18 Oct 2005 Government Playing with ‘Corked Bat’ in Stadium Game – National Center Cites Need for Eminent Domain Reform
Washington, D.C. – The National Center for Public Policy Research is crying foul over the emergence of what it considers a dreadful American pastime – eminent domain abuse.
Over the next several weeks, Washington, D.C. government officials will begin the process by which they hope to seize the land of property owners along the Anacostia River to build a $535 million baseball stadium.
“The Fifth Amendment of the U.S. Constitution stipulates land can be taken for ‘public use,’ not public good or private benefit,” said Peyton Knight, Director of Environmental and Regulatory Affairs for the National Center. “As Justice Sandra Day O’Connor noted in her dissent to the Kelo decision, no one’s home is safe. This twisted interpretation of the law has potentially put every home and small business in America in the crosshairs of politically-connected developers and their unscrupulous government allies. Eminent domain reform is needed soon, lest property rights continue to strike out in post-Kelo America.”
The City has yet to hear from nearly half of the landowners whose property is targeted for the new stadium site. City officials will now look to condemn the properties and relocate the owners through eminent domain.
Steve Green, director of development in the office of the Deputy Mayor for Planning and Economic Development, told The Washington Times: “We think there are some that we’ll have good-faith negotiations with.”
“Typically, ‘good-faith negotiations’ do not portray the buyer holding a gun to the seller’s head,” noted Knight. “These negotiations have been tinged with bad-faith since April, when the City told property owners they had to be out of their homes by New Year’s Eve. Mr. Green can pretend he’s dealing in good faith, but he’s really playing with a corked bat.”
Patricia Ghiglino, who owns a yellow-brick art studio in the path of the stadium, has vowed to take the matter to court. Retired Army officer Kenneth Wyban also plans to go to court. His pre-Civil War home that he has worked for years to restore, and had hoped to turn into a bed-and-breakfast, is also targeted for acquisition.
“I was born in Peru, and I never ever imagined something like this could happen here,” Mrs. Ghiglino recently told the National Center. “I think what is really upsetting is that they are stretching the concept of eminent domain for economic development… they are opening the door to corruption.”
Ghiglino doesn’t know where she’ll move, only that it likely won’t be D.C. because real estate prices are too high and she doesn’t want to “get burned a second time.”
Knight questioned the “public use” aspects of the stadium project.
“Are the ballplayers government employees?” he asked. “Will a private entity profit from ticket sales and other revenues, or will that money go to government coffers?”
Property owners in D.C. are not alone. In Riviera Beach, Florida, the local government is considering using eminent domain to displace 6,000 local residents. Riviera Beach is mostly a poor, black community. The “public use” in this instance is a billion-dollar waterfront yachting and housing complex. A spokesman for the development company overseeing the project told The Washington Times that people with yachts need a place to keep and service them.
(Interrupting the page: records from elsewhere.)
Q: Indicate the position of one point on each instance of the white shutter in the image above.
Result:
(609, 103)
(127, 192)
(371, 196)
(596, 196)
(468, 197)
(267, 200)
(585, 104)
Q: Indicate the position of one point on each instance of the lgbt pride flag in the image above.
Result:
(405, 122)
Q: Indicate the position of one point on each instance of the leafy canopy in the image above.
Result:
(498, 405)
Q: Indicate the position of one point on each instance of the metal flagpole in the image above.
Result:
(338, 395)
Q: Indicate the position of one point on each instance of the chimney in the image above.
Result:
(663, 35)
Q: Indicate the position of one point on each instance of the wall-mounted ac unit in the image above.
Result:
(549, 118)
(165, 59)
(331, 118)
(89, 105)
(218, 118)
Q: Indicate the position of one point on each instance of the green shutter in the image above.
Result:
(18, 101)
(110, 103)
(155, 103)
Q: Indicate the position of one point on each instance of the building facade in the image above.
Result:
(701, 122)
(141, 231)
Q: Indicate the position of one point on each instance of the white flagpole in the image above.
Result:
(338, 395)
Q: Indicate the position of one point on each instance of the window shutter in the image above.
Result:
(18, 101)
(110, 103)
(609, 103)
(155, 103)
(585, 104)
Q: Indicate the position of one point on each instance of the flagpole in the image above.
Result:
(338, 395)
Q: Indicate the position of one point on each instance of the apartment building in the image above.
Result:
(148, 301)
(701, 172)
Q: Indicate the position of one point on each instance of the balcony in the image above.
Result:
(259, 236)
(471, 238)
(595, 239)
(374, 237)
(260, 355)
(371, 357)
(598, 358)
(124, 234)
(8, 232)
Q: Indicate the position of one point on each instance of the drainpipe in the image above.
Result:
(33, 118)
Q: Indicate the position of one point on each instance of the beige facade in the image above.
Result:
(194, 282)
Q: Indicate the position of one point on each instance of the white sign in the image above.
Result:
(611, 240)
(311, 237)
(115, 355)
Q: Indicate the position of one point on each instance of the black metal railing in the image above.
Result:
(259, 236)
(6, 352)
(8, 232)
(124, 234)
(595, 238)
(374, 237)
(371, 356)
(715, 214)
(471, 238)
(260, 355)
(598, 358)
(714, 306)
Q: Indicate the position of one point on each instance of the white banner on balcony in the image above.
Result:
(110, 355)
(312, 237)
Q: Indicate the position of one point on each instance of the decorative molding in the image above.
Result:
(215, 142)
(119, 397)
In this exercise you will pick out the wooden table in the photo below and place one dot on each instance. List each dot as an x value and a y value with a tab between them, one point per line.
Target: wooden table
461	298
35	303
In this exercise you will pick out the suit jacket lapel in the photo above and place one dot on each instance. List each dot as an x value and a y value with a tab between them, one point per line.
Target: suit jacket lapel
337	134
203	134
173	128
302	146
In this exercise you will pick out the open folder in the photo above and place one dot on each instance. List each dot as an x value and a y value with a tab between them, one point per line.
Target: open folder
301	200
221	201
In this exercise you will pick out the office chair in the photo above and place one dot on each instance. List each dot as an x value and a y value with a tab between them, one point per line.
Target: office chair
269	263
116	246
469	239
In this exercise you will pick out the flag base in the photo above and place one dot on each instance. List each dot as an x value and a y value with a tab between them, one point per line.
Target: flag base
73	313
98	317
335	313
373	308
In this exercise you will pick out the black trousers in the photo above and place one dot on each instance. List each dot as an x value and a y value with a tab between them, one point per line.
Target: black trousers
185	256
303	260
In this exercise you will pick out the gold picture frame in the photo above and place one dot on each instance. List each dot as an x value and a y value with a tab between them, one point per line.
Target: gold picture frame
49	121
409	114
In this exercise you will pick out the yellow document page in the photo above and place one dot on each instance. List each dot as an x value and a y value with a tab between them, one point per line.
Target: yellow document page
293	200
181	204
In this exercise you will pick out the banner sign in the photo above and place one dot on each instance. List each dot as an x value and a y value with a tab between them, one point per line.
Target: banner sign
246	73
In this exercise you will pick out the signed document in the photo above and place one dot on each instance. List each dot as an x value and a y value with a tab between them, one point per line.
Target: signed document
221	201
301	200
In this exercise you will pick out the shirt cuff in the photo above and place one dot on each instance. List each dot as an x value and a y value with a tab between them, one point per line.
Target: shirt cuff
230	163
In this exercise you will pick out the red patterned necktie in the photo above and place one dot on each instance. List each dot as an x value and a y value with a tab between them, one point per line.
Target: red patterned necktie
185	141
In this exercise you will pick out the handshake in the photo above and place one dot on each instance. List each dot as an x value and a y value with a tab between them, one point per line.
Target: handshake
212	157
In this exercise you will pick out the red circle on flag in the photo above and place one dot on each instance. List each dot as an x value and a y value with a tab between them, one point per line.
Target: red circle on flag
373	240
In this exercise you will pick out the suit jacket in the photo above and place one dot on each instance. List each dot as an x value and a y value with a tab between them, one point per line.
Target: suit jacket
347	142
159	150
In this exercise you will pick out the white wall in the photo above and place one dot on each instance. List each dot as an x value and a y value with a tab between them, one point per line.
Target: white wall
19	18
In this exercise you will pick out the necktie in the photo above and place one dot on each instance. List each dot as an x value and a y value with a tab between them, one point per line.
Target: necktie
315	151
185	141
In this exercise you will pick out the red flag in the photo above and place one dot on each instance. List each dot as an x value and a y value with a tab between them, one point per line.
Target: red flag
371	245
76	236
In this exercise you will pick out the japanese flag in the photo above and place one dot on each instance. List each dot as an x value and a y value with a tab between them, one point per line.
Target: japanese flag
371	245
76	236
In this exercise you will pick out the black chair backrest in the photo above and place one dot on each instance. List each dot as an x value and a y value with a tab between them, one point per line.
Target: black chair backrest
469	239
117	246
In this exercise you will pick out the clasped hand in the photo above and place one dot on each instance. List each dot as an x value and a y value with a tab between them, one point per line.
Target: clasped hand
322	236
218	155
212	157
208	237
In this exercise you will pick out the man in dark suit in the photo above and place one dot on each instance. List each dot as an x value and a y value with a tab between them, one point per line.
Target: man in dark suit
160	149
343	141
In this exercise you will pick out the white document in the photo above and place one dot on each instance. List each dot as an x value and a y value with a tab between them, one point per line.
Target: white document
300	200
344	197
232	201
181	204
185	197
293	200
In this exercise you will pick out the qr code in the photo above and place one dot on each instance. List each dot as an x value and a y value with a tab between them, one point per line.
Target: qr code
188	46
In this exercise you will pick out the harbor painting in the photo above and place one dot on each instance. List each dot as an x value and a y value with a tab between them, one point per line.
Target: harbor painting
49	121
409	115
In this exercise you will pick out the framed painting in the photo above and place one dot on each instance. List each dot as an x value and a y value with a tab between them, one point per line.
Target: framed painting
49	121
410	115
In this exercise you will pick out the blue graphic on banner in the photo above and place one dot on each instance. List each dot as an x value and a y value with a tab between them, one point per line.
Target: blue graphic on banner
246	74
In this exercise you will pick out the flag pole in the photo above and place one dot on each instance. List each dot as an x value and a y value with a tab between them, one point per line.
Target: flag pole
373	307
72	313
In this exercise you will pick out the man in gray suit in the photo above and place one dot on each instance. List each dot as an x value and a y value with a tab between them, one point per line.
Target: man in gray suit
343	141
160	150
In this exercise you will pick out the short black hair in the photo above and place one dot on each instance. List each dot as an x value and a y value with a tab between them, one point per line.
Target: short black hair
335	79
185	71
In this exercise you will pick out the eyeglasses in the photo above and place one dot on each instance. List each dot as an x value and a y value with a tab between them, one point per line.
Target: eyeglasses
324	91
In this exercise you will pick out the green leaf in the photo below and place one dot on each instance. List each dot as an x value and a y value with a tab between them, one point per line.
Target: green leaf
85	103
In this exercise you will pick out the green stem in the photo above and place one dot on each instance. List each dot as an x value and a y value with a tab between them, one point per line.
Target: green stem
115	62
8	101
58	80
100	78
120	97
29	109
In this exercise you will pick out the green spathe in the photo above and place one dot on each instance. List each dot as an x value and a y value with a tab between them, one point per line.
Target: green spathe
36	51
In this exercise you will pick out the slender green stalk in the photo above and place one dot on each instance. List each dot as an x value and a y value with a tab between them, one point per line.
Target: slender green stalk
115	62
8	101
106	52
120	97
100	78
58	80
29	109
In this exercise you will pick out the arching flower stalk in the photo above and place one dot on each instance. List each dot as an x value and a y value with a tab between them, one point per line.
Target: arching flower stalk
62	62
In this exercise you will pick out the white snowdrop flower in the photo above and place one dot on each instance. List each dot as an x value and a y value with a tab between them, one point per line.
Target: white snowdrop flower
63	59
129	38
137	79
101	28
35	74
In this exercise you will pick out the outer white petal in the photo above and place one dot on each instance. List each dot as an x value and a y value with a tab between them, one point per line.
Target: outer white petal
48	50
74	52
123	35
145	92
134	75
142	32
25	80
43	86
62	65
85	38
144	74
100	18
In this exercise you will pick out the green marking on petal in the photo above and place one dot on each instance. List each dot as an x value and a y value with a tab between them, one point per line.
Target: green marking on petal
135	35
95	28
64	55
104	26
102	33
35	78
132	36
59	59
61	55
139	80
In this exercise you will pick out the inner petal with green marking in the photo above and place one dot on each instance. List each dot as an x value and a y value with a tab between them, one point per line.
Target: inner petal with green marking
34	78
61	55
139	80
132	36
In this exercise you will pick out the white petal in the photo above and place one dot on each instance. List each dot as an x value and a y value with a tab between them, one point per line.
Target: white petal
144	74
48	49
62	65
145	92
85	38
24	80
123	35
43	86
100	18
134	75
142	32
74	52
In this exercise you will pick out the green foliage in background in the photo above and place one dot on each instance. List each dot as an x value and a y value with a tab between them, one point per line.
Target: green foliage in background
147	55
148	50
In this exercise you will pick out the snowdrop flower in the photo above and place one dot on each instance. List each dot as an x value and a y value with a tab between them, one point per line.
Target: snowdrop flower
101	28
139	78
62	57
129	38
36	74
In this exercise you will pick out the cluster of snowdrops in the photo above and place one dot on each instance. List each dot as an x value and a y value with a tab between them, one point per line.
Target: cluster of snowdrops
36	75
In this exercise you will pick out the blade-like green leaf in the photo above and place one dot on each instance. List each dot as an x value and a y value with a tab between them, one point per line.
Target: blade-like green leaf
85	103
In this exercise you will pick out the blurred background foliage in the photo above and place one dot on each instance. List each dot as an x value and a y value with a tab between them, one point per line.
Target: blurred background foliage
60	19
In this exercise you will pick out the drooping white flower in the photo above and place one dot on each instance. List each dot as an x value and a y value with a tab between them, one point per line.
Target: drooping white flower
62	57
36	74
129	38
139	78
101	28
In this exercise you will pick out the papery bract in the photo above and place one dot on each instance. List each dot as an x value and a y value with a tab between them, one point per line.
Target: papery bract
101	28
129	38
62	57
“A great aspect of America is the ability of the less fortunate to purchase and own property,” said Mychal Massie, a member of the National Center’s Black Leadership Network Project 21.
“Eminent domain abuse denies the people who the Framers cared most about the right to create wealth through property ownership,” Massie added. “This assault on our constitution not only denies them this right, but by forcing them out, it in effect creates other depressed areas that eventually will be claimed by the powerful for their own selfish gain. We must resist such tyranny at every turn.”
In August Alabama became the first state to respond to the Supreme Court’s ruling in Kelo by enacting broad protections against the taking of private property for the private economic use of another entity. According to the Institute for Justice, some 37 states have passed or are currently debating legislation to restrict eminent domain abuse.
According to the Institute for Justice, the public interest law firm that represented the homeowner in the Kelo case, “a number of states have better-defined takings provisions than the language of the Fifth Amendment.” The Institute cites Alabama, Arizona, Colorado, Oklahoma, Mississippi, Missouri, South Carolina, Washington, and Wyoming as the best examples.
The National Center encourages all states to adopt policies to prohibit governments from taking private property for economic development or increased tax revenue. State and local laws that allow government to take so-called “blighted” property and transfer it to another private entity for economic development also should be reformed.
“One man’s blight is another man’s castle,” noted Knight. “Without proper restrictions and well-defined parameters, governments will exploit the blight loophole and continue to abuse eminent domain power.”
The National Center for Public Policy Research is a non-partisan, non-profit educational foundation based in Washington, D.C.